RAVENNA – Claudio Spadoni ai Forestieri per il libro-catalogo ALZAK
Dipinti e disegni di Alfonso Zaccaria
Con la partecipazione di Riccardo Belloni e Giovanni Fabbri
Venerdì 6 marzo 2026 alle ore 18.30 al Circolo dei Ravennati e dei Forestieri di via Corrado Ricci 22 a Ravenna, avrà luogo la presentazione del libro Alzak.

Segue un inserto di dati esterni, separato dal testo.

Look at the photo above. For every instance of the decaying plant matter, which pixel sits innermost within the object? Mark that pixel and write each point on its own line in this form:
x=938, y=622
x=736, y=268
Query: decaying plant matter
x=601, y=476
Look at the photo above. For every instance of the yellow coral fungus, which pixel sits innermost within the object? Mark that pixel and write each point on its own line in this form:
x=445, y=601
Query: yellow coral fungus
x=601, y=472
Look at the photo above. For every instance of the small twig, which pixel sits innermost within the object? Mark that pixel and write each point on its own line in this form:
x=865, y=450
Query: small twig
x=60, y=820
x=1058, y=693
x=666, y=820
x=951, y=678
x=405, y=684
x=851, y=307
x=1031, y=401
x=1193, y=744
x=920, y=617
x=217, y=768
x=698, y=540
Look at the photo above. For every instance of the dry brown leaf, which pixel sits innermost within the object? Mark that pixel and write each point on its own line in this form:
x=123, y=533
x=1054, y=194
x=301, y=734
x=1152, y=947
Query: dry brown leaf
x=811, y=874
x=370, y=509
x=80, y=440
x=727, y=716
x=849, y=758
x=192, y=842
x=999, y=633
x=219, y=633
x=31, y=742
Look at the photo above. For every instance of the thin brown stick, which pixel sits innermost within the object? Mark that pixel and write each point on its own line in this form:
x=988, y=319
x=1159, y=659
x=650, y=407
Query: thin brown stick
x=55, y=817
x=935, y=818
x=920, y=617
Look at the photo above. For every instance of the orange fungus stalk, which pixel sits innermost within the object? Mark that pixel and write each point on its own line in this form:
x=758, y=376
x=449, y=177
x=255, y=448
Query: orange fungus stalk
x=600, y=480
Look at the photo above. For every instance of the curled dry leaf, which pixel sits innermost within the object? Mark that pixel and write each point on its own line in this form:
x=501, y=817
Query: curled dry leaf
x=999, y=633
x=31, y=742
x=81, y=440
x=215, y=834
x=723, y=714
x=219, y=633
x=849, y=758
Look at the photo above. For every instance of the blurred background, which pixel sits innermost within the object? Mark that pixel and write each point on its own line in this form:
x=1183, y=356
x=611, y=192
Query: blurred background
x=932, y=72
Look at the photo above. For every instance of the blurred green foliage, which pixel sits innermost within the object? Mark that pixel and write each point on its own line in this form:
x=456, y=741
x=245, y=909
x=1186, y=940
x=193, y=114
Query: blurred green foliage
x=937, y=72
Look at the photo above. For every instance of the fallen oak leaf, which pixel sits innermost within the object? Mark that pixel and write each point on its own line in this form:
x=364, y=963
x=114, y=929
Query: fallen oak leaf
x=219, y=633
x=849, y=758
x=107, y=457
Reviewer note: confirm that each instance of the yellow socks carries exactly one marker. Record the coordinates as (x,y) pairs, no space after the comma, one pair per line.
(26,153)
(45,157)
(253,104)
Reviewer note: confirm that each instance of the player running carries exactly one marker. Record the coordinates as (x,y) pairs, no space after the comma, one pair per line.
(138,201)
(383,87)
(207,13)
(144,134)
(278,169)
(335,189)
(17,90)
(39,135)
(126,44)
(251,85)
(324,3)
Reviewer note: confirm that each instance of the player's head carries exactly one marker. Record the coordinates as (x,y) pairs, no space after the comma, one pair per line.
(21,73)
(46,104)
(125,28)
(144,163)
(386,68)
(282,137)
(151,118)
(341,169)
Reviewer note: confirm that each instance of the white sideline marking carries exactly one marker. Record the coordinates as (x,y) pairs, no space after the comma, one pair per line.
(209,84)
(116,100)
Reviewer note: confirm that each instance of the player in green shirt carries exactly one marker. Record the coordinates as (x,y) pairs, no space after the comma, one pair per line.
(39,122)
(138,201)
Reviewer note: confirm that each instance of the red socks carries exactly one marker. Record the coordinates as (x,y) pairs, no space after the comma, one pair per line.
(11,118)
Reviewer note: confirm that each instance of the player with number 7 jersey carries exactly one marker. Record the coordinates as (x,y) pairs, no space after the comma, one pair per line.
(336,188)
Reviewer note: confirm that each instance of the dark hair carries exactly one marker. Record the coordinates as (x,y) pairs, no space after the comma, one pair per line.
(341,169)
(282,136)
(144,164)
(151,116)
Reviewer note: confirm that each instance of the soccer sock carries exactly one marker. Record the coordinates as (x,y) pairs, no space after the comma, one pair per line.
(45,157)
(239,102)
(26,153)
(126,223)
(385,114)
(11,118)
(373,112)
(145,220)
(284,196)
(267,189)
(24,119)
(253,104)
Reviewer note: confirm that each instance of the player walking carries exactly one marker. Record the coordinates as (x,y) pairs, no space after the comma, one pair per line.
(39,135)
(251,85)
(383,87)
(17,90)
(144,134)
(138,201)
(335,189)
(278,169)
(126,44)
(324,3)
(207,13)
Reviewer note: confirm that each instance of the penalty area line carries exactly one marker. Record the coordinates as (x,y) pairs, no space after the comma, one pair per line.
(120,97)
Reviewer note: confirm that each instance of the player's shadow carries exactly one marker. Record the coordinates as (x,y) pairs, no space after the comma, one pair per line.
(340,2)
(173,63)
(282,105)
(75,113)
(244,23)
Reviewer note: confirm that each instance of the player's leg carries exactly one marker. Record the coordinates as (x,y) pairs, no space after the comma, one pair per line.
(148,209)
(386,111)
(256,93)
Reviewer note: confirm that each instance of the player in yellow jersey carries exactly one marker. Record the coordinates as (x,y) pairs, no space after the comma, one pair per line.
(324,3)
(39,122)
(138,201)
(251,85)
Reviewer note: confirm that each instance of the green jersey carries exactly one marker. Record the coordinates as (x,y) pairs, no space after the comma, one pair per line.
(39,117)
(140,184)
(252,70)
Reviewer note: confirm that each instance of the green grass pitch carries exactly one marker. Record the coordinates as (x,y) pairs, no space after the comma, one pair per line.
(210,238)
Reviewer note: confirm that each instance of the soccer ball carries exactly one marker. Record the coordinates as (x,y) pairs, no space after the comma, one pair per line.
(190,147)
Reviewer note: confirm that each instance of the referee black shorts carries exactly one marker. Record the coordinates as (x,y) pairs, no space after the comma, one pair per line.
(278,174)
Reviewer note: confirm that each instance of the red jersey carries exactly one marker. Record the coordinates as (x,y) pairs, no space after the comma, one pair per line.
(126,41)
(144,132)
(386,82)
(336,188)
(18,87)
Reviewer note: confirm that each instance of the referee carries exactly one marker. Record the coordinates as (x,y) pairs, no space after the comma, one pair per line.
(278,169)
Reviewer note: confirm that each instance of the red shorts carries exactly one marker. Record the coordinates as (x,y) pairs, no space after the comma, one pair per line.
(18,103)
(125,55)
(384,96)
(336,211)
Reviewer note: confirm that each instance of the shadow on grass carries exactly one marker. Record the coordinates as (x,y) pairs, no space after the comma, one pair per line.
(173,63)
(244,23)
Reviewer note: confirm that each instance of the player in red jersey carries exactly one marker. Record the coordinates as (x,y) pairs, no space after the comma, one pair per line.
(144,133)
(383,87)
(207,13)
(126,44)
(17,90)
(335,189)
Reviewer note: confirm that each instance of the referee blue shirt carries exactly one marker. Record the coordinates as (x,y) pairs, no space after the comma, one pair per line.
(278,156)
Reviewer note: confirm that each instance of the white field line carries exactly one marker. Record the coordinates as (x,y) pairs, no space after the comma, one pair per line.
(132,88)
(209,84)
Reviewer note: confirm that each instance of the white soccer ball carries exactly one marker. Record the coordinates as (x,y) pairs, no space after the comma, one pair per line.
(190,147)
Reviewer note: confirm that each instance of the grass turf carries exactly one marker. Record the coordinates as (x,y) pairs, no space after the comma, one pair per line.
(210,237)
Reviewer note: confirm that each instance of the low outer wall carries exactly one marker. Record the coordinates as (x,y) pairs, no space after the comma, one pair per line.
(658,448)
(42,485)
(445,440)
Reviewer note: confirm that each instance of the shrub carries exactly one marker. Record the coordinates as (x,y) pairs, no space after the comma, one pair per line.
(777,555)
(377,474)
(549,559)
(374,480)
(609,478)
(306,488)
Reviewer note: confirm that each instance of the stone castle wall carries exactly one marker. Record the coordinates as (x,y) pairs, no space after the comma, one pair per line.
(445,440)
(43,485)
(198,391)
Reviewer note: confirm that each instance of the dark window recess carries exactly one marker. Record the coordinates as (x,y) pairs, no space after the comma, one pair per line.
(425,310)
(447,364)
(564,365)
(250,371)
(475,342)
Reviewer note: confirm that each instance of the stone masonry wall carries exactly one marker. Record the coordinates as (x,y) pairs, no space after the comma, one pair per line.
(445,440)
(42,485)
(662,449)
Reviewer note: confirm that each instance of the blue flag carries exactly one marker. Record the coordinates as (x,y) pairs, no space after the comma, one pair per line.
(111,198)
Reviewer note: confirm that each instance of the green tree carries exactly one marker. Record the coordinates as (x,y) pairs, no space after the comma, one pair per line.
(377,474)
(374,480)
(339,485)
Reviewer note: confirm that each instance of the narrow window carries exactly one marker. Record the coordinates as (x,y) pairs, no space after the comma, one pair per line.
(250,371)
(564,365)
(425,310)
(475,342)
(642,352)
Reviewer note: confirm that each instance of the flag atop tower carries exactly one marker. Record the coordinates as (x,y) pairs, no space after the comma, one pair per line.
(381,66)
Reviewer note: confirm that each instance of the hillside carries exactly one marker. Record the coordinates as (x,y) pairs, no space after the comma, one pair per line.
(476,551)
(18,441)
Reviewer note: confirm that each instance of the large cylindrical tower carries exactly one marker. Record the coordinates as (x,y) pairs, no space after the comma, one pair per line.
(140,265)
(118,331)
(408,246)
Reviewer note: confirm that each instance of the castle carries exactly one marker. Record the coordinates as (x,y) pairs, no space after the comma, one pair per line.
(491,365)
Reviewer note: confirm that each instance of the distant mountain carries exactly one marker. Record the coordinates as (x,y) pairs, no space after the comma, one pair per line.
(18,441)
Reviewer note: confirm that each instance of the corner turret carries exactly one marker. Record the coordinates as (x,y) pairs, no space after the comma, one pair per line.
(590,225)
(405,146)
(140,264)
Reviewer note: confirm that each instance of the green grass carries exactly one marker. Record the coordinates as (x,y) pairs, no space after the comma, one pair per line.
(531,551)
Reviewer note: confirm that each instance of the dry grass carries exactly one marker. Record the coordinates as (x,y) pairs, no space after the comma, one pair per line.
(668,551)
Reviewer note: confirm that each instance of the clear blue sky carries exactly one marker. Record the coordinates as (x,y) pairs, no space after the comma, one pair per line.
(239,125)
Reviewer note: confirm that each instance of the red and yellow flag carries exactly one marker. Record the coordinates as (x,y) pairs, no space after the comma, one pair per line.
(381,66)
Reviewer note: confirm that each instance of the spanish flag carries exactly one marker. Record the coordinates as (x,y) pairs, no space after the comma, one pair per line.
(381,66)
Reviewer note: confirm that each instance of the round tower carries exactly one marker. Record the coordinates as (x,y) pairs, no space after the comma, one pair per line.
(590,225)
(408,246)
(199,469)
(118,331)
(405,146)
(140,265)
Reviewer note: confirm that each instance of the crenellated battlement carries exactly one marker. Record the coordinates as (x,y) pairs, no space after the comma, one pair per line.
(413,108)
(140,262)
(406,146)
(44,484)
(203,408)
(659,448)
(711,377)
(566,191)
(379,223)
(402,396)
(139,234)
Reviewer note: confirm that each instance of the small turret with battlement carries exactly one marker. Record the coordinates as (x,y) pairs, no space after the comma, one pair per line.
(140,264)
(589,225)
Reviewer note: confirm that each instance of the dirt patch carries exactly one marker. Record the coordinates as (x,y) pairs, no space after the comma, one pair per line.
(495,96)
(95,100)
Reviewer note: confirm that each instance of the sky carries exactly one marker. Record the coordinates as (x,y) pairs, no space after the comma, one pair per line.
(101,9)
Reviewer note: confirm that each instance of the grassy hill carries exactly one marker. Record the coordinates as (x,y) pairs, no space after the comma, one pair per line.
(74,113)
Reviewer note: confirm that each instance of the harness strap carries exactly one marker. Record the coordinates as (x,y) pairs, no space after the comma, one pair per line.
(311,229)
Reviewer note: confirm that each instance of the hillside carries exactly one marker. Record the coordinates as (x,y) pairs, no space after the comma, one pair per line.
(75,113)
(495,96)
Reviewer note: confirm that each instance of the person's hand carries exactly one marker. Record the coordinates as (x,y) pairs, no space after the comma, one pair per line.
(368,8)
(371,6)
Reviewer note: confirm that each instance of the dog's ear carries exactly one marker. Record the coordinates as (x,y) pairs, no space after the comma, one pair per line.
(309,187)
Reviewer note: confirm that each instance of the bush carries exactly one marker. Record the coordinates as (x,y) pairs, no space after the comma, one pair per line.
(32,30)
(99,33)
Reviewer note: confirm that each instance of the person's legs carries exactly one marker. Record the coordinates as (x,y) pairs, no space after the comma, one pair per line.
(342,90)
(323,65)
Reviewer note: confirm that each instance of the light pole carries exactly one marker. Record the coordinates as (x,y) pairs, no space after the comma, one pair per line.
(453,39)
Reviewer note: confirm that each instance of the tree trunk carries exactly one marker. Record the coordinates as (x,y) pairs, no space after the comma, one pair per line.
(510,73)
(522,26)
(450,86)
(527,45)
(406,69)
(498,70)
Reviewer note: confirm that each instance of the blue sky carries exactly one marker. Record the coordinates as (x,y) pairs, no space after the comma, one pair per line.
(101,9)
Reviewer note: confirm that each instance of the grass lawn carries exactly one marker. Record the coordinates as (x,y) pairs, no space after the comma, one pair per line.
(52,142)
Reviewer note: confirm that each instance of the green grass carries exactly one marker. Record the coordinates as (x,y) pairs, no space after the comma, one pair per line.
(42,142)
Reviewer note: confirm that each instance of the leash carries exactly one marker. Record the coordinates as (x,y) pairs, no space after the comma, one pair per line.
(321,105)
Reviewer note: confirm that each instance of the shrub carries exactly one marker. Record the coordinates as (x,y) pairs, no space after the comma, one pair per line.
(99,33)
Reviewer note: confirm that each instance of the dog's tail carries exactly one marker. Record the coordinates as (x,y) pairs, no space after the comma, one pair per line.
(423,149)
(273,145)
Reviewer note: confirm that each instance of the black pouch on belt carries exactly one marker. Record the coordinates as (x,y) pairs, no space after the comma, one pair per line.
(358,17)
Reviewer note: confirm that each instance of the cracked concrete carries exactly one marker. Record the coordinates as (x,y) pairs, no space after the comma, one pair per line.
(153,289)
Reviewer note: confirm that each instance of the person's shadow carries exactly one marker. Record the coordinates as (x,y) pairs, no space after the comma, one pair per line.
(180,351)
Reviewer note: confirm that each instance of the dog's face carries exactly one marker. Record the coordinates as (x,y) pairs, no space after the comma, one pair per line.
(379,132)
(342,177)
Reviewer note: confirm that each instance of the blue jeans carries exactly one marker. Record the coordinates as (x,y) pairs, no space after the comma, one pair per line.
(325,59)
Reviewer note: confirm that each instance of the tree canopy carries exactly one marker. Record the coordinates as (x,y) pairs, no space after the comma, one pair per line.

Dipinti e disegni di Alfonso Zaccaria, edito dalle Edizioni del Girasole.
Oltre all’Autore, interverranno lo storico dell’arte Claudio Spadoni, il poeta-scrittore Riccardo Belloni e l’artista Giovanni Fabbri.
Farà gli onori di casa il Presidente del Circolo Beppe Rossi.
Per l’occasione sarà esposta negli spazi del Circolo dei Forestieri una selezione di dieci opere pittoriche del Dottor Alfonso Zaccaria: il ricavato dell’eventuale vendita ai soci sarà devoluto dall’Autore all’AIL (Associazione Italiana contro le Leucemie) di Ravenna.
Ingresso gratuito.
È gradito il dibattito.

Titolo: ALZAK. Dipinti e disegni

Autore: Alfonso Zaccaria Collana: Girasole Arte Genere: Catalogo retrospettivo Formato: cm. 17 x 24

Pagine: 208 con 275 illustrazioni quasi tutte a colori

Destinatari:   Amanti delle raccolte

pittoriche e artistiche con sorpresa

Prezzo: € 20,00

Alfonso Zaccaria medico ematologo, ha trascorso 20 anni presso l’Istituto di Ematologia “L. e A. Seràgnoli” di Bologna e 20 come Primario di Ematologia presso l’Ospedale di Ravenna.

È Presidente di AIL RAVENNA ODV, l’Associazione cui l’Autore devolverà ogni suo ricavato dalla vendita del presente libro.

Coltiva da sempre la passione per l’astronomia e per la pittura. Pochi lo sanno, perché, almeno finora, era sempre stato restio a mostrare le sue opere.

Solo da alcuni anni ha iniziato a scrivere.

Ha pubblicato Il giro della Luna in 80 mappe (2020), Nefertiti e altri racconti (2021),

Muri di idee (2023), Oblimor (2024).

Questa raccolta di dipinti e disegni è il suo quinto libro, una retrospettiva della sua produzione pittorica e grafica, ricca di sorprese e di opere che non ti aspetti, come le più recenti che colpiscono per la loro essenza visionaria.